Prevention research and evaluation

  1. Reframe traditional strategies based on individuals and broaden targeted groups on the basis of families, communities, systems, partnerships, and organizations, for example.
  2. Integrate a holistic and interdisciplinary approach to conducting prevention research.
  3. Advance toward participatory research, in which communities are engaged at the beginning stage of conceptualizing studies through the final stages.
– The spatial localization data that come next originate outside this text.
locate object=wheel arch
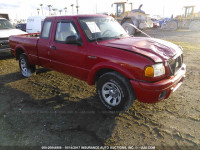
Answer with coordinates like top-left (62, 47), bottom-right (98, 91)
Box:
top-left (15, 47), bottom-right (25, 59)
top-left (87, 62), bottom-right (135, 85)
top-left (15, 45), bottom-right (33, 64)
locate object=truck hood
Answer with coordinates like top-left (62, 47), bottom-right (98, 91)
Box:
top-left (0, 29), bottom-right (26, 38)
top-left (99, 37), bottom-right (182, 62)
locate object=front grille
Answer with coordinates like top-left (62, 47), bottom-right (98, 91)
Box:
top-left (0, 38), bottom-right (9, 49)
top-left (168, 55), bottom-right (183, 76)
top-left (0, 38), bottom-right (9, 40)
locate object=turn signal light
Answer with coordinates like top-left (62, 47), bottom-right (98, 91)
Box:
top-left (145, 66), bottom-right (154, 77)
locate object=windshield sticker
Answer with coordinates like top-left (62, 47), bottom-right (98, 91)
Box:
top-left (86, 22), bottom-right (101, 33)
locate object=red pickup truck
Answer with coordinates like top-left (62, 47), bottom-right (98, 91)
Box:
top-left (9, 15), bottom-right (186, 111)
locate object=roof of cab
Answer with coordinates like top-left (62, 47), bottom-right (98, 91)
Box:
top-left (45, 14), bottom-right (110, 20)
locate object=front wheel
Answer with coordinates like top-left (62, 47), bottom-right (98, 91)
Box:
top-left (19, 53), bottom-right (35, 77)
top-left (97, 72), bottom-right (136, 111)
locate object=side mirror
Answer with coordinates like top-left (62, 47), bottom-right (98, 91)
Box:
top-left (65, 35), bottom-right (83, 46)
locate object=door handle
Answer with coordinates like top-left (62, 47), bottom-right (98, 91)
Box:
top-left (50, 46), bottom-right (56, 50)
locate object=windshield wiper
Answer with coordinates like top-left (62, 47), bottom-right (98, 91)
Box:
top-left (92, 35), bottom-right (128, 43)
top-left (115, 34), bottom-right (129, 38)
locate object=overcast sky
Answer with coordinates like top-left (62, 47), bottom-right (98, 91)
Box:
top-left (0, 0), bottom-right (200, 22)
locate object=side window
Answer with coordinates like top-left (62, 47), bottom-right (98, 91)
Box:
top-left (41, 21), bottom-right (52, 39)
top-left (55, 22), bottom-right (78, 42)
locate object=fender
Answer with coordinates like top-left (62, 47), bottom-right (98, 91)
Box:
top-left (14, 44), bottom-right (34, 65)
top-left (87, 61), bottom-right (136, 85)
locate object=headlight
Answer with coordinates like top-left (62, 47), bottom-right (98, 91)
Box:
top-left (145, 63), bottom-right (165, 77)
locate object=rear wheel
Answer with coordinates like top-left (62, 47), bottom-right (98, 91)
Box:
top-left (97, 72), bottom-right (136, 111)
top-left (19, 53), bottom-right (35, 77)
top-left (166, 21), bottom-right (178, 31)
top-left (189, 21), bottom-right (200, 31)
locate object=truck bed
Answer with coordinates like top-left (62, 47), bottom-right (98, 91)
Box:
top-left (9, 33), bottom-right (40, 64)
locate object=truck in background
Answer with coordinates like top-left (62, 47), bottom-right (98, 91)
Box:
top-left (163, 6), bottom-right (200, 31)
top-left (111, 2), bottom-right (151, 35)
top-left (26, 16), bottom-right (45, 33)
top-left (0, 18), bottom-right (26, 52)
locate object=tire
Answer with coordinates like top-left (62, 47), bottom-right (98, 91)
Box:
top-left (19, 53), bottom-right (35, 77)
top-left (189, 21), bottom-right (200, 31)
top-left (166, 21), bottom-right (178, 31)
top-left (122, 21), bottom-right (136, 35)
top-left (96, 72), bottom-right (136, 111)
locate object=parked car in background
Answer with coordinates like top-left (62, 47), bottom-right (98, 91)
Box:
top-left (16, 23), bottom-right (26, 32)
top-left (0, 18), bottom-right (26, 52)
top-left (26, 16), bottom-right (45, 33)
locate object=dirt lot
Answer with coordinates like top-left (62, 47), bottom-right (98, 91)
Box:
top-left (0, 29), bottom-right (200, 150)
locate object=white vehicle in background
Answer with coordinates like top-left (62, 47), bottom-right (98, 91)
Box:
top-left (26, 16), bottom-right (45, 33)
top-left (0, 18), bottom-right (26, 52)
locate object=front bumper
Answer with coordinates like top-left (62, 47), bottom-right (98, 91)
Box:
top-left (0, 48), bottom-right (10, 52)
top-left (130, 64), bottom-right (186, 103)
top-left (0, 39), bottom-right (10, 52)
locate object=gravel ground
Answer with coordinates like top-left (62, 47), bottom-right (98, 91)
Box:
top-left (0, 29), bottom-right (200, 150)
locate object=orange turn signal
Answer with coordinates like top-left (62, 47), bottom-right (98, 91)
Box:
top-left (145, 66), bottom-right (154, 77)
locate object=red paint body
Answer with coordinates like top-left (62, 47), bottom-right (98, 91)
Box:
top-left (9, 15), bottom-right (186, 103)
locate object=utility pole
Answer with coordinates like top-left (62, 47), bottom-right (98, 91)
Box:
top-left (64, 7), bottom-right (67, 15)
top-left (71, 4), bottom-right (74, 14)
top-left (76, 0), bottom-right (79, 14)
top-left (37, 8), bottom-right (40, 16)
top-left (163, 5), bottom-right (165, 18)
top-left (40, 4), bottom-right (43, 15)
top-left (47, 5), bottom-right (52, 16)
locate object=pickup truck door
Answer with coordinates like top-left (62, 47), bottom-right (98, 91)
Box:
top-left (50, 20), bottom-right (88, 81)
top-left (37, 19), bottom-right (53, 68)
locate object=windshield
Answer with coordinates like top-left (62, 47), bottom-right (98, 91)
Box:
top-left (79, 17), bottom-right (129, 42)
top-left (0, 19), bottom-right (15, 29)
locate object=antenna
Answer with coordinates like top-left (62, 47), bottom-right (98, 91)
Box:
top-left (95, 18), bottom-right (98, 44)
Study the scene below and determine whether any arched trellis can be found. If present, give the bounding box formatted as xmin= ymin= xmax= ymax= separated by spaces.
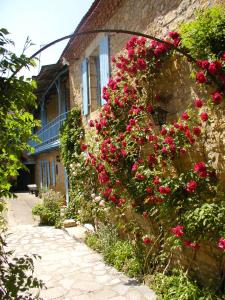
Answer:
xmin=11 ymin=29 xmax=196 ymax=78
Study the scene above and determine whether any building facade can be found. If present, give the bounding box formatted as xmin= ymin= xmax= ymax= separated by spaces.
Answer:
xmin=27 ymin=63 xmax=70 ymax=203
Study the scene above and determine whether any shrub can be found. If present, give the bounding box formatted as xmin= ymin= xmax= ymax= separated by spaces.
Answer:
xmin=32 ymin=189 xmax=64 ymax=227
xmin=151 ymin=270 xmax=224 ymax=300
xmin=179 ymin=5 xmax=225 ymax=58
xmin=85 ymin=224 xmax=142 ymax=278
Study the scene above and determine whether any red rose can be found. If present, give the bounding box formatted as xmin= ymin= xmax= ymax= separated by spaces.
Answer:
xmin=164 ymin=136 xmax=174 ymax=145
xmin=194 ymin=162 xmax=207 ymax=178
xmin=208 ymin=62 xmax=217 ymax=74
xmin=102 ymin=188 xmax=112 ymax=198
xmin=196 ymin=60 xmax=209 ymax=69
xmin=160 ymin=127 xmax=167 ymax=135
xmin=121 ymin=149 xmax=127 ymax=157
xmin=88 ymin=120 xmax=95 ymax=127
xmin=186 ymin=180 xmax=198 ymax=192
xmin=162 ymin=147 xmax=168 ymax=155
xmin=153 ymin=176 xmax=160 ymax=185
xmin=171 ymin=225 xmax=184 ymax=237
xmin=146 ymin=187 xmax=153 ymax=194
xmin=212 ymin=91 xmax=223 ymax=105
xmin=136 ymin=173 xmax=145 ymax=180
xmin=81 ymin=144 xmax=88 ymax=151
xmin=182 ymin=112 xmax=189 ymax=121
xmin=200 ymin=112 xmax=208 ymax=122
xmin=159 ymin=186 xmax=171 ymax=194
xmin=194 ymin=98 xmax=203 ymax=108
xmin=129 ymin=118 xmax=136 ymax=126
xmin=137 ymin=58 xmax=147 ymax=70
xmin=98 ymin=171 xmax=110 ymax=184
xmin=147 ymin=154 xmax=157 ymax=166
xmin=142 ymin=236 xmax=152 ymax=245
xmin=218 ymin=237 xmax=225 ymax=250
xmin=184 ymin=240 xmax=200 ymax=249
xmin=193 ymin=127 xmax=201 ymax=136
xmin=126 ymin=124 xmax=132 ymax=132
xmin=168 ymin=31 xmax=180 ymax=39
xmin=146 ymin=104 xmax=154 ymax=113
xmin=132 ymin=163 xmax=139 ymax=172
xmin=128 ymin=48 xmax=135 ymax=59
xmin=196 ymin=71 xmax=207 ymax=84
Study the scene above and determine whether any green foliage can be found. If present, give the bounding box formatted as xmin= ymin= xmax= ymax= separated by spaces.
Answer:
xmin=0 ymin=28 xmax=39 ymax=197
xmin=0 ymin=234 xmax=44 ymax=299
xmin=60 ymin=105 xmax=84 ymax=170
xmin=32 ymin=190 xmax=64 ymax=227
xmin=85 ymin=224 xmax=142 ymax=277
xmin=60 ymin=107 xmax=99 ymax=223
xmin=182 ymin=202 xmax=225 ymax=240
xmin=151 ymin=270 xmax=224 ymax=300
xmin=179 ymin=5 xmax=225 ymax=58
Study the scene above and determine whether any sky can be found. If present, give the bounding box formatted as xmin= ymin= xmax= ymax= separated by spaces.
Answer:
xmin=0 ymin=0 xmax=95 ymax=76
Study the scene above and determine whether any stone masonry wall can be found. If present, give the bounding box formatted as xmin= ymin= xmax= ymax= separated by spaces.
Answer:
xmin=66 ymin=0 xmax=225 ymax=288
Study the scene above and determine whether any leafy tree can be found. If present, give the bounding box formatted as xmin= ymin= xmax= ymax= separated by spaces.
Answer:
xmin=0 ymin=28 xmax=39 ymax=197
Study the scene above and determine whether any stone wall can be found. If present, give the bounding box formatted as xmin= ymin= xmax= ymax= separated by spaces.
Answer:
xmin=65 ymin=0 xmax=225 ymax=288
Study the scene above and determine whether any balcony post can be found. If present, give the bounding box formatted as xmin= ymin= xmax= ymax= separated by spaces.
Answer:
xmin=40 ymin=98 xmax=46 ymax=127
xmin=55 ymin=79 xmax=62 ymax=116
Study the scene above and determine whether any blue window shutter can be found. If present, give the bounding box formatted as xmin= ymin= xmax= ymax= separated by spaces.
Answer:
xmin=47 ymin=161 xmax=50 ymax=187
xmin=81 ymin=58 xmax=89 ymax=115
xmin=99 ymin=35 xmax=110 ymax=105
xmin=39 ymin=161 xmax=43 ymax=188
xmin=52 ymin=160 xmax=56 ymax=186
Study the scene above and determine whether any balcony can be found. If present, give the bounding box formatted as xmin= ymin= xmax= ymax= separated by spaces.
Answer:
xmin=29 ymin=112 xmax=68 ymax=154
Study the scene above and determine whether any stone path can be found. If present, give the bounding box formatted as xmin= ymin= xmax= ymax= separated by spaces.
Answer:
xmin=5 ymin=193 xmax=156 ymax=300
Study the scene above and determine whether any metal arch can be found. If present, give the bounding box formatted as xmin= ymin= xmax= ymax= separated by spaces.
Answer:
xmin=11 ymin=29 xmax=195 ymax=78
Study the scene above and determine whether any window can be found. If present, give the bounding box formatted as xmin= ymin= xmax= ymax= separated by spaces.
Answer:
xmin=81 ymin=35 xmax=110 ymax=116
xmin=39 ymin=160 xmax=50 ymax=188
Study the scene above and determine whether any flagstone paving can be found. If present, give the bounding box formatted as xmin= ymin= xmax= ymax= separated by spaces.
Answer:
xmin=5 ymin=193 xmax=156 ymax=300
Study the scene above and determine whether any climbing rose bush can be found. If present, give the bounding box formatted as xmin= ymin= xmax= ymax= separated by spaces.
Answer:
xmin=77 ymin=30 xmax=225 ymax=259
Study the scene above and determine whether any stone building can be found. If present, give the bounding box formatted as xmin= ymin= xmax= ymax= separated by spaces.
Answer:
xmin=26 ymin=63 xmax=70 ymax=203
xmin=59 ymin=0 xmax=224 ymax=287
The consultation was successful in identifying key priorities in four content areas. The priorities and suggestions gleaned from these discussions are an integral part of CDC's development of an SDH strategy, with clear goals and objectives to address health disparities in HIV/AIDS, viral hepatitis, STDs, and TB. Participant input provided the basis from which CDC will create a road map for key goals to assess accountability and evaluate progress in achieving the goals and objectives over time. The consultation demonstrated partners' commitment to address SDH and their enthusiasm to broaden the conversation about SDH to include traditional and nontraditional federal and private-sector partners who are concerned about reducing health disparities. CDC is committed to addressing SDH more broadly and to developing public health programs, research, and initiatives to positively impact the lives of those at risk for disparities in infectious and chronic diseases, with the ultimate goal of promoting health equity for all Americans.


The authors thank the consultation meeting-planning committee (Raul Romaguera, MD; Lauretta Pinckney, PhD; Veena Goud, MPH; Ranell Myles, MPH; Camellia Easley, MPH; Sharnell Wilson; Chi-Donna Boone; and Yarnell Martin) and the members of the National Center for HIV/AIDS, Viral Hepatitis, STD, and TB Prevention's Health Disparities Workgroup. Sincere appreciation goes to each of the speakers for their important contributions to the consult: Stephanie Bailey, MD; William Foege, MD; Jo Valentine, MPH; Deborah Holtzman, PhD; Suzanne Marks, MPH; Susan Settergren, MS; and Richard Wolitski, PhD. The authors thank consultation content-area facilitators: Susan Robinson, MS; Ann Forsythe, PhD; Irene Hall, PhD; Jane Kelly, MD; Rhondette Jones, MPH; Andrea Kelly; and Agatha Eke, PhD. The authors also extend their gratitude to the more than 100 consult participants.


The findings and conclusions in this article are those of the authors and do not necessarily represent the official position of the Centers for Disease Control and Prevention.